石猛驻马远眺,狼居胥山的雪峰已清晰可见。
山脚下隐约能望见龙城的轮廓。
估算路程,次日黄昏便能抵达。
就在这时,前方一骑斥候飞马来报:
“报,石将军!”
“前边截住一伙人,自称中原商贾,说有紧急军情要面见将军,还要献破敌之策。”
“商人?”曹千曲皱起眉头,“草原上哪来的中原商人?怕不是北狄的细作。”
斥候回道:“属下查过了,有通关文书,确实是并州那边来的,为首的自称范四爷。”
关千剑脸色一沉,策马靠近石猛:
“并州?”
“将军,那些人多半是晋商,信不得。”
“末将在边关就听说过这帮人,常年在草原上跟北狄贵族做买卖,为了钱什么都敢卖。
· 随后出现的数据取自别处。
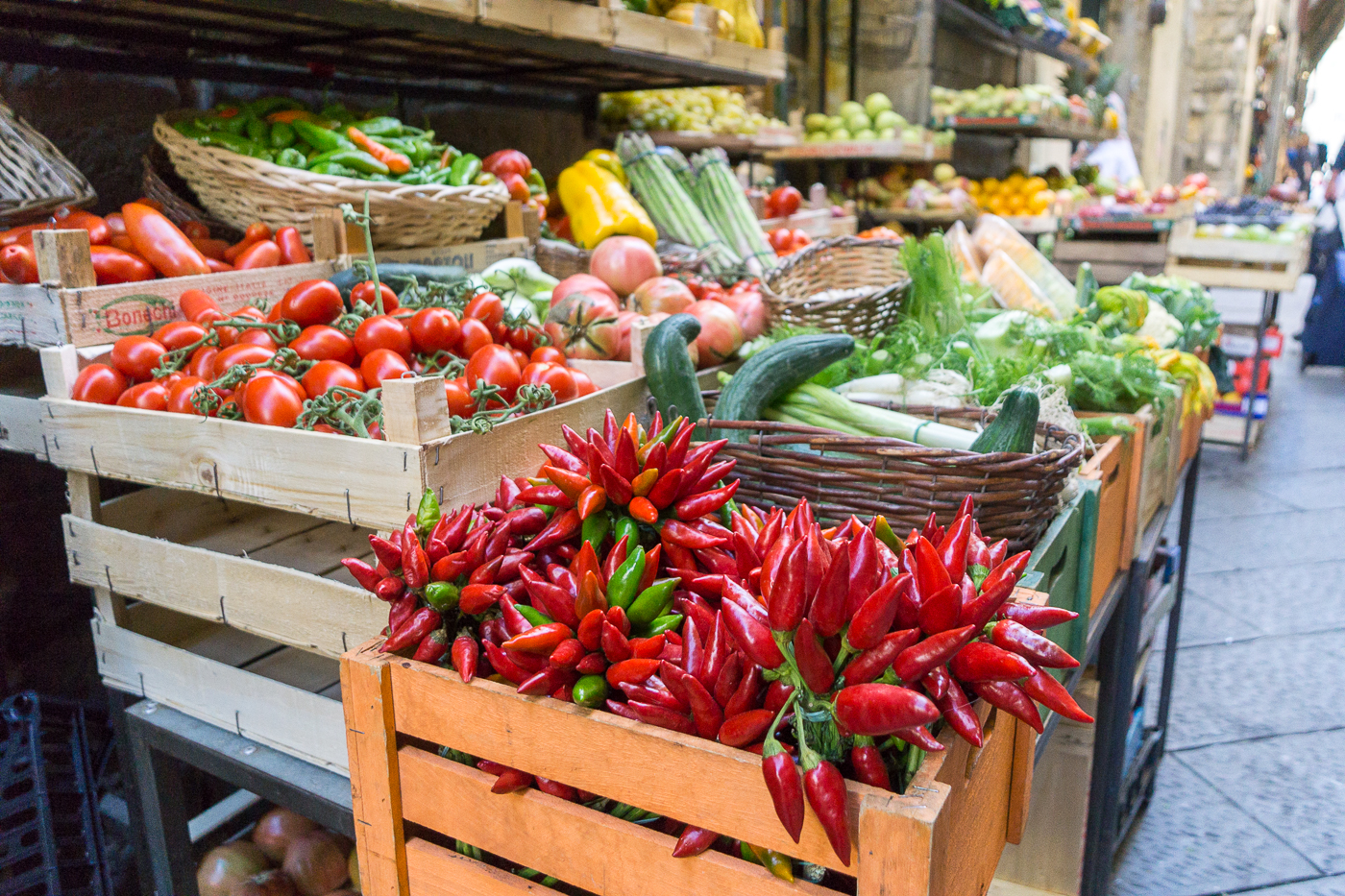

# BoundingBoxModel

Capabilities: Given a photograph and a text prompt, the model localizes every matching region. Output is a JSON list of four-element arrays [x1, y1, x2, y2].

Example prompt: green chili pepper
[[355, 115, 404, 137], [616, 516, 640, 550], [270, 121, 295, 150], [448, 152, 481, 187], [293, 118, 355, 152], [425, 581, 458, 614], [571, 675, 606, 709], [606, 543, 646, 618], [516, 597, 554, 625], [624, 570, 680, 628], [310, 150, 387, 174], [276, 147, 308, 168], [645, 614, 682, 638], [579, 513, 612, 551]]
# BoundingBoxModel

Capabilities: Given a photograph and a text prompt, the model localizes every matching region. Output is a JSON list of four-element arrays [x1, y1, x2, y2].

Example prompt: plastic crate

”
“除朝廷允许的生意之外,还走私盐铁、粮食、药材、火器这些国朝律法明令禁止的物资。”
“咱们在前线拼命,他们一车一车往草原上运要紧东西,这些人是没有半点家国念头的。”
罗云虎也凑上来:
“关将军说得对。”
“这帮人眼里只有银子,背后都是朝廷勋贵在撑腰,边关走私几十年了。”
“这次开战断了他们财路,恨咱们还来不及呢,哪会好心送什么破敌之策?”
石猛没有答话,望着远处龙城的方向沉默了片刻。
“两国交兵,商人倒还留在这里没跑,有点意思。”
石猛嘴角微微一挑:“让他们过来。”
“将军——”
“见一见再说。”
石猛抬手拦住正欲劝阻的关曹等将。
“你们说得没错,这些人的确是金钱的儿子。”
“但正因如此,更要见见。”
“我等刚打到狼居胥山下,他们就来求见,我估计他们未必没有两头下注的心思。”
不多时。
几名身穿皮裘、头戴貂帽的中年男子被带到了马前。
为首那人约莫四十来岁,白面微须,一双精明的眼睛在石猛身上飞快扫过。
随即深深作了个揖,满脸堆笑:“草民范永斗,见过石将军。久闻将军大名,今日得见,三生有幸。”
石猛骑在马上居高临下看着他,一言不发。
范永斗被他看得有些不自在,干咳一声,继续笑道:
“将军一路从朔州杀到狼居胥山,斩兀颜光、斩兀颜恶尔,草原上谁人不知将军威名?”
“草民虽是商贾,对将军这等英雄人物也是仰慕已久。今日冒死前来,乃是想助将军一臂之力。”
“哦?”
石猛不咸不淡地应了一声:
“怎么个助法?”
范永斗清了清嗓子,压低声音道:
“实不敢瞒将军,北狄王庭如今外强中干。”
“拓跋寒带走了主力,留守的左贤王拓跋虎手下只有三千多守军,城防空虚得很。”
“那龙城看着城高墙厚,实则漏洞百出。”
“将军若正面强攻,自然也能拿下,但少不得也要折损不少兵马。”
“草民在草原上行商多年,对王庭内情了如指掌,有一条妙计,可助将军兵不血刃拿下龙城。”
石猛依旧不动声色:“什么妙计?”
范永斗往前凑了半步:“不过在说之前,草民斗胆提个小小的条件——”
“将军攻下龙城后,北狄国库里的财货,能否分草民等人一半?”
关千剑和曹千曲同时变了脸色。
曹千曲直接骂了出来:“放你娘的屁!你踏马什么钱都敢挣?生意做到老子们头上来了?钱没有,刀片子你要不要?”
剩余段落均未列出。